RASSF1A methylation as a biomarker for detection of colorectal cancer and hepatocellular carcinoma.

BACKGROUND: Studies have validated the potential of methylated cell-free DNA as a biomarker in various tumors, and methylated DNA in plasma may be a potential biomarker for cancer.

AIM: To evaluate the diagnostic value of RASSF1A methylation in plasma for colorectal cancer (CRC) and hepatocellular carcinoma (HCC).

METHODS: A total of 92 CRC patients, 67 colorectal polyp (CRP) patients, 63 HCC patients, and 66 liver cirrhosis (LC) patients were enrolled. The plasma DNA was subjected to DNA extraction, double-strand DNA concentration determination, bisulfite conversion, purification, single-strand DNA concentration determination, and digital polymerase chain reaction (PCR) detection. The methylation rate was calculated. The diagnostic value was evaluated by the area under the curve (AUC).

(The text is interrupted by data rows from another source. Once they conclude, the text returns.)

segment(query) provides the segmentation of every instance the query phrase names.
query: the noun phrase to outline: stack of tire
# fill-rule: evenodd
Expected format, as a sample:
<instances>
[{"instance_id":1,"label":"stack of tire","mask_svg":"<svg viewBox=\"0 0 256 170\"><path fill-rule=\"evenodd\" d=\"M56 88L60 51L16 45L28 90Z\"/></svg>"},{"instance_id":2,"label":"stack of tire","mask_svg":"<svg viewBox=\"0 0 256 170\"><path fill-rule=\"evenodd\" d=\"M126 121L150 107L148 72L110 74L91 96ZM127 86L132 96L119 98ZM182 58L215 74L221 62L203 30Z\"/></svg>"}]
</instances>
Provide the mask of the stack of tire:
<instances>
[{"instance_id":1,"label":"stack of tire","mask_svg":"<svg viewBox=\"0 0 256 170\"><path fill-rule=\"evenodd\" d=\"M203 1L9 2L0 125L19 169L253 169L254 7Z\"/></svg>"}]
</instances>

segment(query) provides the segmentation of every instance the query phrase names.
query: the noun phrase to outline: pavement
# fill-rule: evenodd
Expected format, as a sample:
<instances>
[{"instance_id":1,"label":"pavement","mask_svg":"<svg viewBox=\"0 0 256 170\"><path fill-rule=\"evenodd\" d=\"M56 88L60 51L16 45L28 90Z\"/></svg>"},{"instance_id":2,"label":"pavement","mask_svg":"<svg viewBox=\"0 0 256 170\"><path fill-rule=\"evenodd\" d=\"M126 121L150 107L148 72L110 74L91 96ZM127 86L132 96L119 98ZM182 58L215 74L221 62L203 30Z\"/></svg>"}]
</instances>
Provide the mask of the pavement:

RESULTS: The age and sex in the CRC and CRP groups and the HCC and LC groups were also matched. The DNA methylation rate of RASSF1A in plasma in the CRC group was 2.87 ± 1.80, and that in the CRP group was 1.50 ± 0.64. DNA methylation of RASSF1A in plasma showed a significant difference between the CRC and CRP groups. The AUC of RASSF1A methylation for discriminating the CRC and CRP groups was 0.82 (0.76-0.88). The AUCs of T1, T2, T3 and T4 CRC and CRP were 0.83 (0.72-0.95), 0.87 (0.78-0.95), 0.86 (0.77-0.95), and 0.75 (0.64-0.85), respectively. The DNA methylation rate of RASSF1A in plasma in the HCC group was 4.45 ± 2.93, and that in the LC group was 2.46 ± 2.07. DNA methylation of RASSF1A in plasma for the HCC and LC groups showed a significant difference. The AUC of RASSF1A methylation for discriminating the HCC and LC groups was 0.70 (0.60-0.79). The AUCs of T1, T2, T3 and T4 HCC and LC were 0.80 (0.61, 1.00), 0.74 (0.59-0.88), 0.60 (0.42-0.79), and 0.68 (0.53-0.82), respectively.

CONCLUSION: RASSF1A methylation in plasma detected by digital PCR may be a potential biomarker for CRC and HCC.